The former Blues manager this week issued a petition to wind up the First Division club, claiming outstanding monies believed to be a five-figure sum.
“It’s an industrial relations issue and I’d like to see it sorted,” he said. “There have been no requests to us from either side to get involved. According to Waterford, both parties are in discussions and we would encourage that.”
One change certain for next season, according to the league chief, is the entry of a unified club representing Galway into the First Division.
That may not be pleasing on the ears for existing club Mervue United, yet Gavin reiterated that “everybody has signed up to Galway having one club in the First Division”.
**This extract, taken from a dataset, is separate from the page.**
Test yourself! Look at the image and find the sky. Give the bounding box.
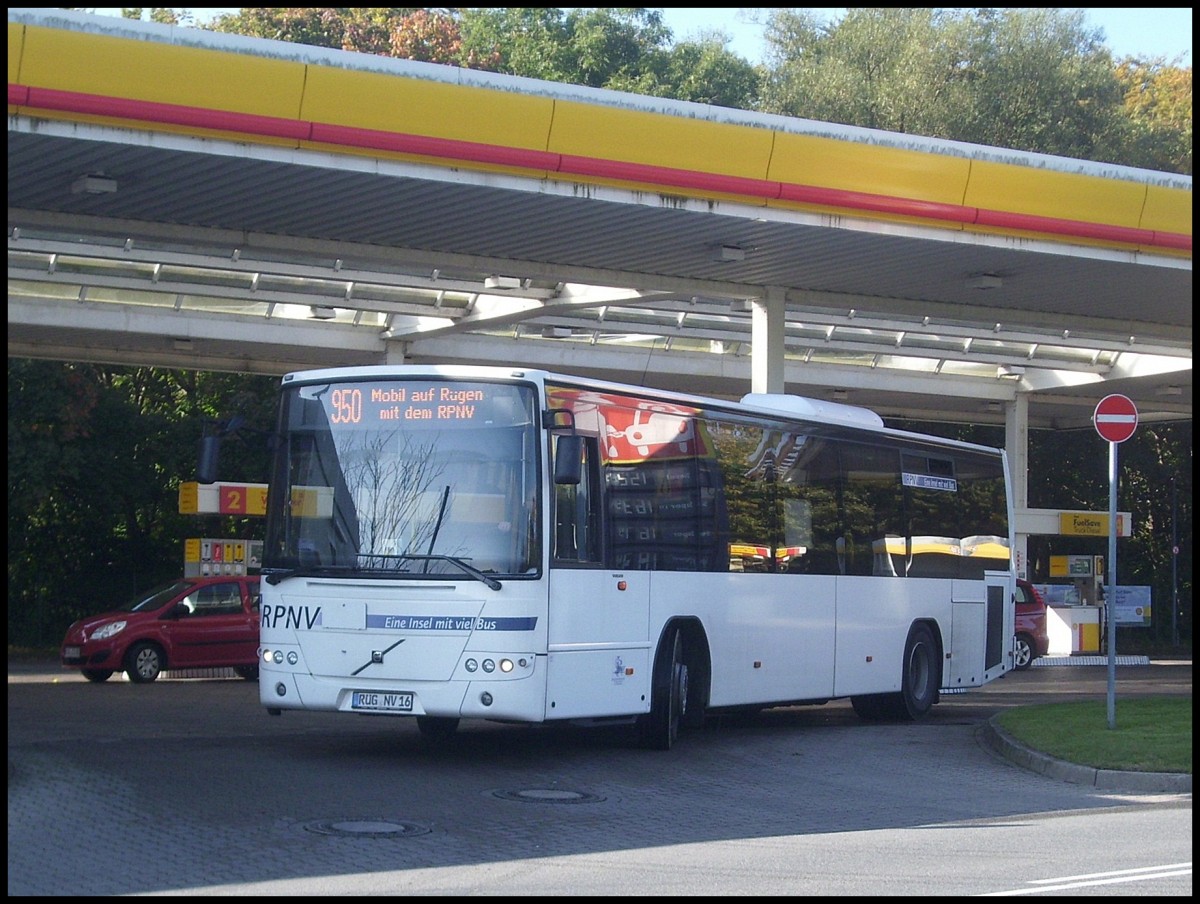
[662,6,1192,66]
[96,6,1192,66]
“It’s gone very well, the clubs are all involved, Mervue, Salthill, the Galway FA and GUST – they’re all involved in the process of the getting the club up and running. I think over the next few months, we’ll see a lot of movement in Galway.”
Attendances so far this season at Premier League games have mirrored those at this time last term, with an average of 1,700. The intensity of the title-race is the main reason why Gavin believes his target of a 2,000 average will be attained by the end of the season in October.
Crowds at First Division games are slightly down, dropping to an average of 350 per match. Despite that dwindling number, and the presence of just seven teams in the second tier, Gavin is still against a one-division league.
“In sport that you need competition with promotion and relegation,” he insisted.
“That way, matches are competitive up until the last few games of the season. We’ve had that, nearly every game counts”
On the matter of a proposed new U17 national league, Gavin said he expected this to start by the end of 2014.
“We need to hear the thoughts of the new High Performance Director Ruud Dokter who starts on August 1 but we have advanced plans on the U17 league,” he said.
“The league clubs are anxious to get it in. Hopefully, by end of the next 18 months, we should see a development and we’d like to kick it off. Younger players are getting the opportunity in first-teams because of financial positions at some clubs. They haven’t got big squads so they’re getting chances earlier. A lot are them are taking those chances.
“They’re starting to get the notice of our underage international managers. Also, English scouts are coming across looking and these players suddenly become assets for clubs. You can see it in the league every year now there are three or four players who become hot property.
” That looks good for the future with the U19 league bedding down.”